De nombreuses personnes libérées du travail peuvent consacrer une part plus importante de leur quotidien à des activités mutuellement bénéfiques avec leur entourage, que ce soit, à un niveau d’intérêt particulier, des loisirs de plein air, de l’aide bénévole, des services communautaires, une passion commune pour la musique, la lecture, l’observation d’oiseaux ou, à un niveau d’intérêt social, les discussions politiques, l’action politique, l’intervention dans les instances de sa communauté, la création d’instances dans sa communauté, etc.

Choisir ses priorités ne signifie pas se priver, mais plutôt jouir davantage de ce qu’on fait, approfondir ses relations, être plus concentré sur ses préférences, être moins dispersé.

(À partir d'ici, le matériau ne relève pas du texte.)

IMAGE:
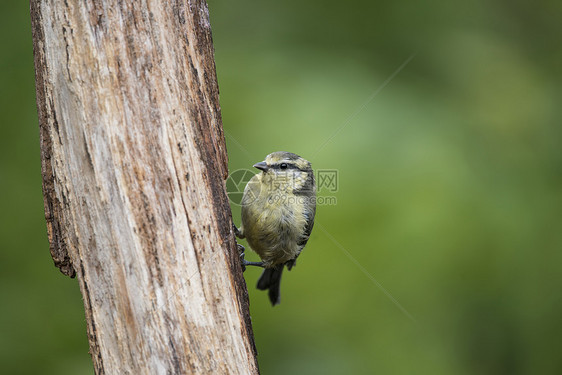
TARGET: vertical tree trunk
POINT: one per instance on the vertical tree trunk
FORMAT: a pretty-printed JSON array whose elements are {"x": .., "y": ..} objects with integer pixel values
[{"x": 133, "y": 162}]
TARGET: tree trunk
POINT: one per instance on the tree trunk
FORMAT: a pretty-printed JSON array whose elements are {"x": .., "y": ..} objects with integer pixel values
[{"x": 133, "y": 163}]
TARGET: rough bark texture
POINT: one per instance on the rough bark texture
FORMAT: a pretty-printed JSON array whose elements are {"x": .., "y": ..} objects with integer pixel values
[{"x": 134, "y": 162}]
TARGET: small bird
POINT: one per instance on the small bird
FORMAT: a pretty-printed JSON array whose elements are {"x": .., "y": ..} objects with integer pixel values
[{"x": 278, "y": 208}]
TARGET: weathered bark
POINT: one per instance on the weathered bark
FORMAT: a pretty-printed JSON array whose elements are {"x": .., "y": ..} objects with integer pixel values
[{"x": 134, "y": 162}]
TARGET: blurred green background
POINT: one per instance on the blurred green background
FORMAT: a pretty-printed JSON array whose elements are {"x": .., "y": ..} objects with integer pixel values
[{"x": 450, "y": 186}]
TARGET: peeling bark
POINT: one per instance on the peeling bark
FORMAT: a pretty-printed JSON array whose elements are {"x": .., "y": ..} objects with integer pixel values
[{"x": 133, "y": 163}]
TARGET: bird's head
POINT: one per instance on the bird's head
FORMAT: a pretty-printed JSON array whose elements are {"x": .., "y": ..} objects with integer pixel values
[{"x": 285, "y": 171}]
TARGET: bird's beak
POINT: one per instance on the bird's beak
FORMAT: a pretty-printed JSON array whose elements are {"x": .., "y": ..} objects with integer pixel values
[{"x": 261, "y": 165}]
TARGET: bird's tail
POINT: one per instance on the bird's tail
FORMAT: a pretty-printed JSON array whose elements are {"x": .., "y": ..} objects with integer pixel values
[{"x": 271, "y": 279}]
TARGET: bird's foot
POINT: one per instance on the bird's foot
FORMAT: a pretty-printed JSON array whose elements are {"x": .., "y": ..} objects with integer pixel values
[
  {"x": 244, "y": 262},
  {"x": 237, "y": 231}
]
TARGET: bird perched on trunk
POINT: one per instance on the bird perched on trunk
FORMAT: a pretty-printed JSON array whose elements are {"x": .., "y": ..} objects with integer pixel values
[{"x": 278, "y": 208}]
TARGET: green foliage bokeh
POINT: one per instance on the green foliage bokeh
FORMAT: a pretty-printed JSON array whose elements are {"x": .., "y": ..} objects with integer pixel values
[{"x": 442, "y": 254}]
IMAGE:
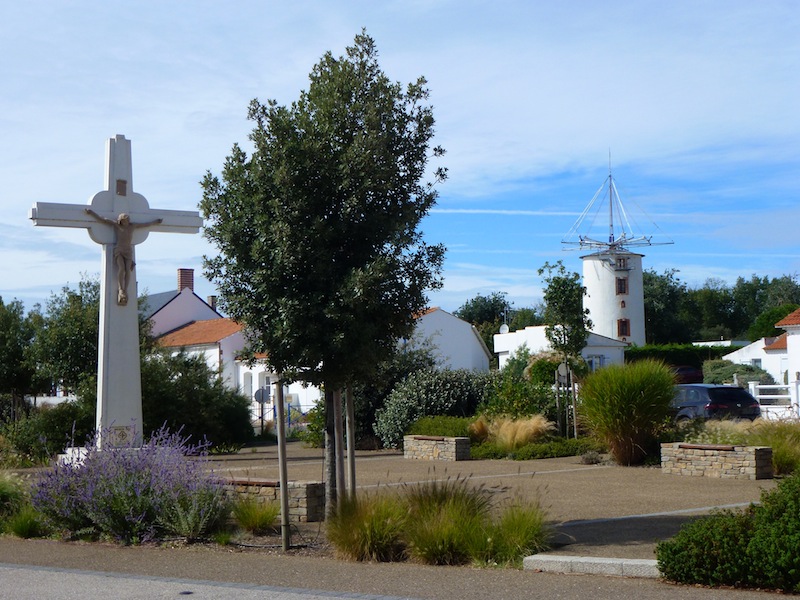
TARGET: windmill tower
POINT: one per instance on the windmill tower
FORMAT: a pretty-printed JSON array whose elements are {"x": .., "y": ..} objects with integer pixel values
[{"x": 612, "y": 273}]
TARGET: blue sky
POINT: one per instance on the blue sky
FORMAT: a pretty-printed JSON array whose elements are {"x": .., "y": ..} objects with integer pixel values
[{"x": 697, "y": 103}]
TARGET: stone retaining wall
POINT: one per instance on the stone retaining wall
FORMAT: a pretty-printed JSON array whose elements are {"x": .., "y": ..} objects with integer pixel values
[
  {"x": 306, "y": 498},
  {"x": 726, "y": 462},
  {"x": 430, "y": 447}
]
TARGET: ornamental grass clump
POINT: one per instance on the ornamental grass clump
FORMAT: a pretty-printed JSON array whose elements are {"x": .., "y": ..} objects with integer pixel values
[
  {"x": 256, "y": 517},
  {"x": 134, "y": 494},
  {"x": 512, "y": 434},
  {"x": 437, "y": 523},
  {"x": 447, "y": 520},
  {"x": 369, "y": 527},
  {"x": 626, "y": 406}
]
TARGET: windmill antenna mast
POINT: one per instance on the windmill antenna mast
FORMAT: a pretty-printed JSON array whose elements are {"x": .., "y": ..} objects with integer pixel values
[{"x": 631, "y": 235}]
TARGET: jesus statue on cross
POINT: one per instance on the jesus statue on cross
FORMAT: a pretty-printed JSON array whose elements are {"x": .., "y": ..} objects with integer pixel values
[
  {"x": 123, "y": 249},
  {"x": 118, "y": 219}
]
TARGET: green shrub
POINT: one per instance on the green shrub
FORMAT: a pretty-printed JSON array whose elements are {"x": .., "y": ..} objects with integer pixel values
[
  {"x": 441, "y": 425},
  {"x": 752, "y": 548},
  {"x": 521, "y": 388},
  {"x": 256, "y": 517},
  {"x": 625, "y": 406},
  {"x": 552, "y": 449},
  {"x": 429, "y": 393},
  {"x": 773, "y": 550},
  {"x": 46, "y": 431},
  {"x": 722, "y": 371},
  {"x": 13, "y": 495},
  {"x": 710, "y": 550},
  {"x": 369, "y": 528}
]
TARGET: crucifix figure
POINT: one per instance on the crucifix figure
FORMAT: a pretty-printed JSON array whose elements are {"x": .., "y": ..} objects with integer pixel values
[
  {"x": 118, "y": 219},
  {"x": 123, "y": 249}
]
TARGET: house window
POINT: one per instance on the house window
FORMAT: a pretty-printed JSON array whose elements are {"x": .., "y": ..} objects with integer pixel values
[
  {"x": 248, "y": 384},
  {"x": 594, "y": 362},
  {"x": 622, "y": 285},
  {"x": 623, "y": 327}
]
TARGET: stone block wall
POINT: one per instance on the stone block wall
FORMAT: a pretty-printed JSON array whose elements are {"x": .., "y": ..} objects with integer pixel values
[
  {"x": 306, "y": 498},
  {"x": 727, "y": 462},
  {"x": 429, "y": 447}
]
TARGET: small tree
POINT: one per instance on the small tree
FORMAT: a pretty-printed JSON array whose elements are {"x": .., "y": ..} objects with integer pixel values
[
  {"x": 320, "y": 255},
  {"x": 567, "y": 321}
]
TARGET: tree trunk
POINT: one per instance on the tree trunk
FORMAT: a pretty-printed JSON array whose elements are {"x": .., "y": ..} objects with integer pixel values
[
  {"x": 339, "y": 433},
  {"x": 330, "y": 455},
  {"x": 351, "y": 442}
]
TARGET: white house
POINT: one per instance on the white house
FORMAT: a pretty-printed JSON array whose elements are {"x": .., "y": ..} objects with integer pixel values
[
  {"x": 768, "y": 353},
  {"x": 167, "y": 311},
  {"x": 457, "y": 343},
  {"x": 599, "y": 351},
  {"x": 219, "y": 341}
]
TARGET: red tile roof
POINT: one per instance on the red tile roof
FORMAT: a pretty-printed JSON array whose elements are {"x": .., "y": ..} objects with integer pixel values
[
  {"x": 779, "y": 343},
  {"x": 199, "y": 332},
  {"x": 790, "y": 319}
]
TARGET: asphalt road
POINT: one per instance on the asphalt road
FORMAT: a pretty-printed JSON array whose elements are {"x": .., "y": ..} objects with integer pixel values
[{"x": 596, "y": 510}]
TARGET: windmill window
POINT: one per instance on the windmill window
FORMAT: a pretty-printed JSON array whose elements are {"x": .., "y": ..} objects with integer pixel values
[
  {"x": 623, "y": 327},
  {"x": 622, "y": 285}
]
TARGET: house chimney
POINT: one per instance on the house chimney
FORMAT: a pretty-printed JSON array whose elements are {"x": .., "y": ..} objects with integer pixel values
[{"x": 185, "y": 279}]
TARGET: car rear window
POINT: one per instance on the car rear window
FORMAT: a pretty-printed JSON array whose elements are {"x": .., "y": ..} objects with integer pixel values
[{"x": 732, "y": 395}]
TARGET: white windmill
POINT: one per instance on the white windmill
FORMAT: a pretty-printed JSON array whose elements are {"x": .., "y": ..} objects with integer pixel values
[{"x": 612, "y": 273}]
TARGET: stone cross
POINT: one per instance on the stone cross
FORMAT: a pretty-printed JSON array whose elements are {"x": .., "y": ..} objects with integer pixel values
[{"x": 118, "y": 219}]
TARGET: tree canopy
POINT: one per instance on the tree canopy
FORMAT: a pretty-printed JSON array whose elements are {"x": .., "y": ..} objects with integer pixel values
[
  {"x": 676, "y": 313},
  {"x": 320, "y": 255},
  {"x": 567, "y": 321}
]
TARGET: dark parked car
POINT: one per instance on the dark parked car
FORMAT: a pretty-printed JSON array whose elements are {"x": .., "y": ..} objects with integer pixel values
[{"x": 710, "y": 401}]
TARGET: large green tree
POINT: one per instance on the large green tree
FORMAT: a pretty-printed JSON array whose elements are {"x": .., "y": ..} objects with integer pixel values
[
  {"x": 320, "y": 252},
  {"x": 65, "y": 343},
  {"x": 664, "y": 313},
  {"x": 16, "y": 371}
]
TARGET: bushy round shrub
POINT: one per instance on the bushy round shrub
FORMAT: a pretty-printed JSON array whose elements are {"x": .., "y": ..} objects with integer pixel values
[
  {"x": 773, "y": 551},
  {"x": 625, "y": 406},
  {"x": 427, "y": 393},
  {"x": 710, "y": 550},
  {"x": 756, "y": 547}
]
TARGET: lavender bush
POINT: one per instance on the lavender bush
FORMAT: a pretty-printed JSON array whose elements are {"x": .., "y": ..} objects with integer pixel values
[{"x": 134, "y": 494}]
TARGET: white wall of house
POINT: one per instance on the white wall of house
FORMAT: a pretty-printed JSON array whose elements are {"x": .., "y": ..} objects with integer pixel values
[
  {"x": 252, "y": 377},
  {"x": 599, "y": 351},
  {"x": 774, "y": 362},
  {"x": 184, "y": 308},
  {"x": 457, "y": 343},
  {"x": 220, "y": 357}
]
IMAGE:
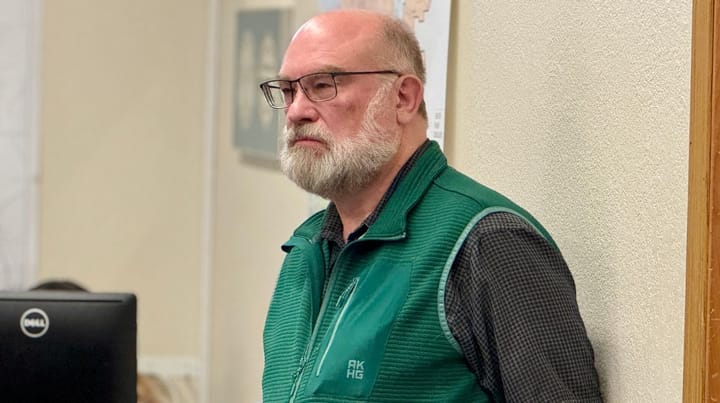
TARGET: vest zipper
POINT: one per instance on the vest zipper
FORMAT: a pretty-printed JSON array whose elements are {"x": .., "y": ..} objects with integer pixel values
[
  {"x": 343, "y": 301},
  {"x": 328, "y": 287},
  {"x": 308, "y": 349}
]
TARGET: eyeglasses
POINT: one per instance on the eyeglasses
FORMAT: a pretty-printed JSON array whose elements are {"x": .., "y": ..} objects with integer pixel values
[{"x": 317, "y": 87}]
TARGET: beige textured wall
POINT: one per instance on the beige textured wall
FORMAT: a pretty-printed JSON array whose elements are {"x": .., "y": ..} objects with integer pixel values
[
  {"x": 579, "y": 111},
  {"x": 121, "y": 128}
]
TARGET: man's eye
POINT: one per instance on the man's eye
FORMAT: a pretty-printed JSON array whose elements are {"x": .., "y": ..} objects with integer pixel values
[{"x": 320, "y": 85}]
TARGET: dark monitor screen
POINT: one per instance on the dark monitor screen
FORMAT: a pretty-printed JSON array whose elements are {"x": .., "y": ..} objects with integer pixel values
[{"x": 68, "y": 347}]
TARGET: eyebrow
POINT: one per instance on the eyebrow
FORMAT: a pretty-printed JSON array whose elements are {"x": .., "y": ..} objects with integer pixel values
[{"x": 328, "y": 68}]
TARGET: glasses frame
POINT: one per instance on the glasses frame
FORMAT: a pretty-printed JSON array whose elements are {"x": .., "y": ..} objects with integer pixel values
[{"x": 266, "y": 86}]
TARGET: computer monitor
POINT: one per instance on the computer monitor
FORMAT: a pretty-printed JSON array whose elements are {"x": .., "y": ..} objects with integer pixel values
[{"x": 68, "y": 347}]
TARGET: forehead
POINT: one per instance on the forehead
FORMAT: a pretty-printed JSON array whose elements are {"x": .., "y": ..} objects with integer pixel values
[{"x": 325, "y": 45}]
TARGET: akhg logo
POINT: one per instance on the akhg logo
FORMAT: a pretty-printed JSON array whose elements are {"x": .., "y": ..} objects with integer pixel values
[{"x": 34, "y": 323}]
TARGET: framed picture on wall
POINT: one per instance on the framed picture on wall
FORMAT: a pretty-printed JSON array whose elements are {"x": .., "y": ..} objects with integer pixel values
[{"x": 259, "y": 42}]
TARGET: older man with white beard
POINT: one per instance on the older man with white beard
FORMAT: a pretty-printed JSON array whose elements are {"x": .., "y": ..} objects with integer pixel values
[{"x": 416, "y": 284}]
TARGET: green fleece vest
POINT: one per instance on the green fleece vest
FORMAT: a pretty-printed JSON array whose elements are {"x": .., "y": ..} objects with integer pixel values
[{"x": 373, "y": 329}]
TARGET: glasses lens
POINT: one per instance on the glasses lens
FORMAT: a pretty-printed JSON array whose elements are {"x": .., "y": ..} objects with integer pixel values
[
  {"x": 278, "y": 93},
  {"x": 319, "y": 87}
]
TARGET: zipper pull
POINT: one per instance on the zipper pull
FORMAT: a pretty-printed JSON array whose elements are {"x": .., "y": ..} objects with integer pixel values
[{"x": 344, "y": 296}]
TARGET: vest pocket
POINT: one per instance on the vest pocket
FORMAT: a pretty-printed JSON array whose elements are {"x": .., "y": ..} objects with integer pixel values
[{"x": 351, "y": 351}]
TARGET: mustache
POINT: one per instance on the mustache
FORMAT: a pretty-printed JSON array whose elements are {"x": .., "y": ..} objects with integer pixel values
[{"x": 306, "y": 132}]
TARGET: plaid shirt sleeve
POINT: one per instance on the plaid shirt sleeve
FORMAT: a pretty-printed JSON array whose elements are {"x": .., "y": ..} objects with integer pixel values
[{"x": 510, "y": 304}]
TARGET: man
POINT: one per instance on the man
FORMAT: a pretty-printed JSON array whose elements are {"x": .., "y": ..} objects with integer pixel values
[{"x": 416, "y": 284}]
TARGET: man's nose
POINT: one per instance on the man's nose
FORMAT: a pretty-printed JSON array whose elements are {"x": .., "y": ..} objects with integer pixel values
[{"x": 302, "y": 109}]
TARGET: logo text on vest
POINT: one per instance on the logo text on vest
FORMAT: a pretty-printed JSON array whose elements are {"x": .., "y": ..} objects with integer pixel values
[{"x": 356, "y": 369}]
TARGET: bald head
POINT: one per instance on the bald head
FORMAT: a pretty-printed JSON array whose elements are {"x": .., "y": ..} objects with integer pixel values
[{"x": 348, "y": 38}]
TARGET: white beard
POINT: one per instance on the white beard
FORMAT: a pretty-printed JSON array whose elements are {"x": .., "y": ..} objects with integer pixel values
[{"x": 348, "y": 165}]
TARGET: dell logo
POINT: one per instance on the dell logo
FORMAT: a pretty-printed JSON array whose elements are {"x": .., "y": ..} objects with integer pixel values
[{"x": 34, "y": 322}]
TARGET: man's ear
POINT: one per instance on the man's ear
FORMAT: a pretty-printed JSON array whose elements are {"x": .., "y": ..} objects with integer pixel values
[{"x": 410, "y": 96}]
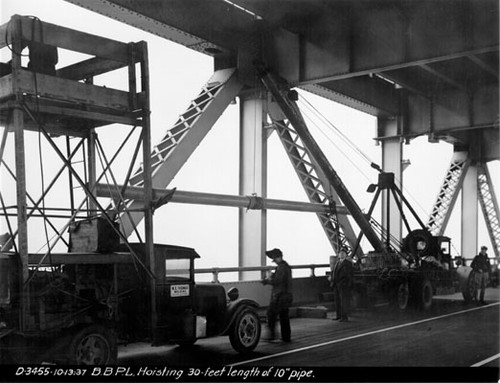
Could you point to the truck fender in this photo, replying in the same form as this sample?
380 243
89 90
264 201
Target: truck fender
234 308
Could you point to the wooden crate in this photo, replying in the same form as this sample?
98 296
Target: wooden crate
93 236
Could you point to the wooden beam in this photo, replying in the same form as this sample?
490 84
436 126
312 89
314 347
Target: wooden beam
72 40
71 91
81 258
89 68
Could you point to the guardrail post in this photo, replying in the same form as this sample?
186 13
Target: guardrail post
215 274
312 271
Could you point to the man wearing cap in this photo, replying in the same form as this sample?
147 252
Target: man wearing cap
342 276
281 296
482 268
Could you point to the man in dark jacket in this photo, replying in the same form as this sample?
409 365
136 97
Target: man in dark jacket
342 275
281 296
482 268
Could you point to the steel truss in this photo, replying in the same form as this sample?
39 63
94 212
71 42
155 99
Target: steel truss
489 206
315 186
56 103
448 193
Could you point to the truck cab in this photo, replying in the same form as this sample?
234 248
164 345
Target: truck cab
85 304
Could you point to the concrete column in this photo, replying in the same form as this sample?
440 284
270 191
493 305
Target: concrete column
469 219
392 155
253 164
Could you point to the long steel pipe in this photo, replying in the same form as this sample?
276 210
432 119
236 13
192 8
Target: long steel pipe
189 197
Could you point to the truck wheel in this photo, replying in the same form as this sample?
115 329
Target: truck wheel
93 345
245 331
186 343
422 294
402 296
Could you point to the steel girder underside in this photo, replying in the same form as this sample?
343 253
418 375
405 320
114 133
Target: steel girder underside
433 63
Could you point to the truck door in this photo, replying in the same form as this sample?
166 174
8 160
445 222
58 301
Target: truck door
175 301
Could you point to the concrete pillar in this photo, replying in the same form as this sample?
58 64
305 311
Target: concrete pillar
253 164
392 155
469 219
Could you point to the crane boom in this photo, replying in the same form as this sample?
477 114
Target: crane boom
291 111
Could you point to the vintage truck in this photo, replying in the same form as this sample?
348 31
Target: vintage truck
82 305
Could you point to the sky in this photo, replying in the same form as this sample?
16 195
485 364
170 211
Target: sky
177 74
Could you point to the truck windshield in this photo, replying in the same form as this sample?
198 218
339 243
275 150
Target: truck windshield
176 269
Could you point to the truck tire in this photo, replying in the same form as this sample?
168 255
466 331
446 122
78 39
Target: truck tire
186 343
402 296
93 345
244 333
422 293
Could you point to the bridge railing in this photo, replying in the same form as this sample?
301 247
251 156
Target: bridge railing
215 271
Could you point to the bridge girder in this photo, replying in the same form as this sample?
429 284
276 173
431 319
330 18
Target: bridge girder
444 55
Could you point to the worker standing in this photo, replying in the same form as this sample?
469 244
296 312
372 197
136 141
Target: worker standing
482 268
281 296
342 276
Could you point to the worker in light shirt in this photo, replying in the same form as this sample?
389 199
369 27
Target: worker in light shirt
481 268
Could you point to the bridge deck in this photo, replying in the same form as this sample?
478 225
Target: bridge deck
451 334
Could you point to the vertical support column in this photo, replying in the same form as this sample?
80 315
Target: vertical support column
22 218
253 164
392 154
148 194
91 164
469 219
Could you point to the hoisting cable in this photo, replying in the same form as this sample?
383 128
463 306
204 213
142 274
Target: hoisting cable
337 130
335 145
356 149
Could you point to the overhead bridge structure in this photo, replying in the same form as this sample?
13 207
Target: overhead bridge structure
421 67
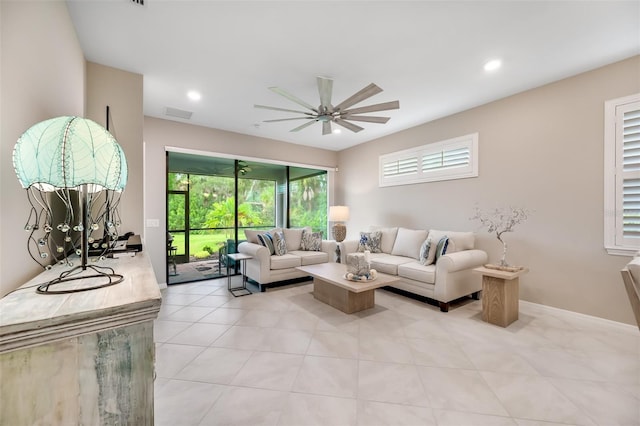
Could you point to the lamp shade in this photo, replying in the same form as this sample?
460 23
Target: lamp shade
66 152
338 213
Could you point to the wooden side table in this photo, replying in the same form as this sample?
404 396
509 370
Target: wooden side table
242 258
500 295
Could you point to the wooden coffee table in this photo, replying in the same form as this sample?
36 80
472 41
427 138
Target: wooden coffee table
330 287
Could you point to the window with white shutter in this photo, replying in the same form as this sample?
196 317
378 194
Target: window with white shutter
451 159
622 175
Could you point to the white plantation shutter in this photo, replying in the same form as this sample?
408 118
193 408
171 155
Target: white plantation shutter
628 132
451 159
402 167
622 175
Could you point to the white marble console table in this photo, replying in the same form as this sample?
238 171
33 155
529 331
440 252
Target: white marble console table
80 358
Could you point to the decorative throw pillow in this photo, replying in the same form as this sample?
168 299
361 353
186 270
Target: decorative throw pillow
441 248
267 240
311 241
370 241
424 252
279 243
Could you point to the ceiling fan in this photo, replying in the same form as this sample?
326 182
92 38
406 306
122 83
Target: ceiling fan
326 113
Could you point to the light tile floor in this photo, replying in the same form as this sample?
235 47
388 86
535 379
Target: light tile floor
283 358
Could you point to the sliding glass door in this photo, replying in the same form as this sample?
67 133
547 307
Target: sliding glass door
210 201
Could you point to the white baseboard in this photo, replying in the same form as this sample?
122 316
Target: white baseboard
583 317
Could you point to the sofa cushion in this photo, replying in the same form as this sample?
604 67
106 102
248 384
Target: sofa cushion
418 272
388 264
311 241
408 242
293 237
279 243
311 257
388 237
252 235
285 261
370 241
458 241
266 240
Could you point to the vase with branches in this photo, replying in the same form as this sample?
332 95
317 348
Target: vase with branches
499 221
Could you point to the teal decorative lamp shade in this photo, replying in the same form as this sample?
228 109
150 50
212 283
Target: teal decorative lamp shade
74 172
67 152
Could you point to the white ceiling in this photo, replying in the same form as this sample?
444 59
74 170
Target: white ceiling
429 55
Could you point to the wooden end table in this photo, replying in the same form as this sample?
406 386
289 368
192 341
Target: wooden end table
242 258
500 295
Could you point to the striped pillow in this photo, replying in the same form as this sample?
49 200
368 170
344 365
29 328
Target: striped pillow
441 248
266 240
279 243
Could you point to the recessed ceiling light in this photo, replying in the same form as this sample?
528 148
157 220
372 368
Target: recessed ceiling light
193 95
493 65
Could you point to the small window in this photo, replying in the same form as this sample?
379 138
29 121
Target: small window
451 159
622 175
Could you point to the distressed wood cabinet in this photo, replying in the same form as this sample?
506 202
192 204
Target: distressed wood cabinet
80 358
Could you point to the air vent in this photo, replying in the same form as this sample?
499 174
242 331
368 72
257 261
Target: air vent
178 113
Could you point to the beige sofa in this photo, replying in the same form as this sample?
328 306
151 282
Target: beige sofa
447 279
265 268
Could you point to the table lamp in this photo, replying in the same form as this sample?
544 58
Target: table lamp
338 214
61 160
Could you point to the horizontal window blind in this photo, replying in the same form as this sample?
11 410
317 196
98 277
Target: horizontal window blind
630 123
451 159
404 167
447 159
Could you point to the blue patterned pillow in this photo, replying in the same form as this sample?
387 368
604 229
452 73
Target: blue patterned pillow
441 248
370 241
311 241
267 241
424 252
279 244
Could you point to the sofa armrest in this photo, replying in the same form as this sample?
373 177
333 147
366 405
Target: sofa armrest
329 247
259 252
461 260
347 247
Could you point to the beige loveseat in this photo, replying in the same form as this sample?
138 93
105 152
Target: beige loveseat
399 253
267 268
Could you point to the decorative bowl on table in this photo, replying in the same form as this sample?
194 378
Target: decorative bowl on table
370 276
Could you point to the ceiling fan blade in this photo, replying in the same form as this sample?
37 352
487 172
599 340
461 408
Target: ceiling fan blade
325 87
292 98
281 109
360 96
326 127
305 125
373 108
366 118
347 125
288 119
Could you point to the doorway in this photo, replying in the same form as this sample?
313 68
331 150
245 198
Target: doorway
212 200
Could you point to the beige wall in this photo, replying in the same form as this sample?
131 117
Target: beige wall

Pour les personnes qui sont toujours au travail, les choix sont plus difficiles, mais souvent se rapprocher de son lieu de travail et se défaire de la deuxième voiture peut être vécu comme une véritable libération. Les heures perdues chaque jour dans la boîte de tôle et de plastique sur les ponts peuvent avantageusement être remplacées par du temps passé au jardin communautaire en été et à la piscine ou à la bibliothèque du quartier en hiver.

C’est un exemple qui ne convient pas nécessairement à tout le monde, mais chacunE dans les classes moyenne et supérieure peut trouver une façon de rendre sa vie plus agréable en échangeant une pratique délétère pour une autre plus conviviale.

Il est cependant très clair qu’aucune initiative individuelle ne pourra jamais remplacer les changements nécessaires à un niveau plus global : amélioration des transports en commun, densification des quartiers, aménagement des services, transition vers une économie non extractiviste, favorisation de la production et de la consommation locales.

Pour les classes moins nanties, ce luxe de choisir « la vie bonne » n’existe pas. C’est pourquoi des changements politiques sont essentiels, et ce n’est certainement pas la privatisation des services publics qui ira dans le bon sens.

Si les centres commerciaux ont remplacé les églises, ils laissent toujours les « damnéEs de la terre » dans la même déréliction. C’est là qu’intervient l’écosocialisme, car on ne saurait être socialiste tout en prétendant continuer à épuiser et polluer nos ressources.